The researchers reviewed data from 76 studies of farms in the United States, Canada, Europe, and New Zealand and compared biodiversity levels among different groups of organisms present on conventional and organic farms. More than two-thirds of the comparisons revealed that organic farming benefited wildlife more than farms using chemicals and pesticides.

Bats may be one the biggest winners. The researchers found that foraging activity among bats was higher by 84 percent on organic farms and that two species, the greater and lesser horseshoe bats, were found only on organic farms. Birds also benefit from organic agriculture, particularly farming in which both crops and livestock are raised. One species that could make a comeback is the lap-wing, whose populations in the United Kingdom have declined by 80 percent since the 1960s.

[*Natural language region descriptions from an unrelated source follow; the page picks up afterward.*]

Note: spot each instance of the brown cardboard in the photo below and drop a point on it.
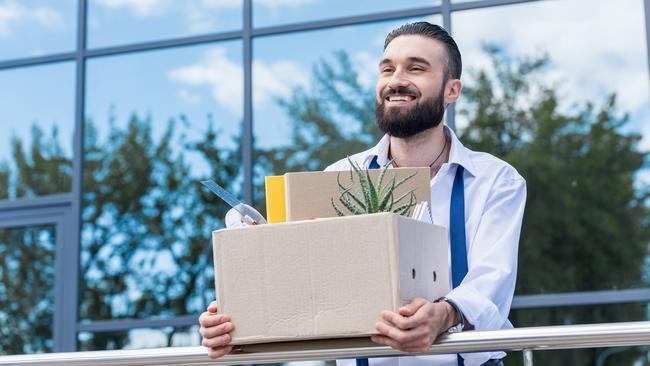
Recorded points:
(325, 278)
(308, 194)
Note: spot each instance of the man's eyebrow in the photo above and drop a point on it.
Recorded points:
(419, 60)
(385, 61)
(415, 59)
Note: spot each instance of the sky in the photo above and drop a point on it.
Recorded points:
(596, 46)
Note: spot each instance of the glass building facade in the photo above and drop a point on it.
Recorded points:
(111, 111)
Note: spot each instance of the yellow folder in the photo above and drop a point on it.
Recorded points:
(275, 202)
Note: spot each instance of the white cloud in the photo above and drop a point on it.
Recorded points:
(596, 47)
(14, 14)
(367, 67)
(188, 96)
(141, 8)
(225, 78)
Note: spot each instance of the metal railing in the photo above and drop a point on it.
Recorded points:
(521, 339)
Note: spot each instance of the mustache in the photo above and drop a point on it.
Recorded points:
(401, 90)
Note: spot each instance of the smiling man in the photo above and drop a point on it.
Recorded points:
(478, 197)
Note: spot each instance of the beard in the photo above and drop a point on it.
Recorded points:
(407, 122)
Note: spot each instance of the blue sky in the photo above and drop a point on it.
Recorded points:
(207, 79)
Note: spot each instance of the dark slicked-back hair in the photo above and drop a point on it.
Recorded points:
(454, 64)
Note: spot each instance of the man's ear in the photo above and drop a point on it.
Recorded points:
(452, 90)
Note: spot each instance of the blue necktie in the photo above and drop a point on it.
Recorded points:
(457, 236)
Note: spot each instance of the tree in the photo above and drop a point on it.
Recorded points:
(581, 231)
(145, 235)
(585, 226)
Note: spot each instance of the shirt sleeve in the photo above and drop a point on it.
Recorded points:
(485, 294)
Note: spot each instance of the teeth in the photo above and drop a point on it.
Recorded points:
(396, 98)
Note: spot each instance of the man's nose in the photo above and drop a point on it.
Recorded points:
(397, 81)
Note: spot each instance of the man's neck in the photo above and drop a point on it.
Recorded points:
(420, 150)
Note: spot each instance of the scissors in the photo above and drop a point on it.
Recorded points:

Lapwings are found on all types of farms, but they thrive on mixed farms where they can nest on spring grown crops and raise their chicks on pasture.

This latest study is just one of many in recent years showing how organic agriculture can protect biodiversity, save energy, and keep soil healthy. A 21-year study by the Research Institute for Organic Agriculture, published in 2002, found that while organic crops can have lower yields (approximately 20 percent lower) than conventionally raised crops, the ecological and efficiency gains more than make up for it. The biggest bonus may be soil health: organic soils have three times as many earthworms, twice as many insects, and 40 percent more mycorrhizal fungi on plant roots than soils contaminated with pesticides and other chemicals. And in places where farmers cannot afford expensive agrochemicals, organic agriculture can actually improve yields.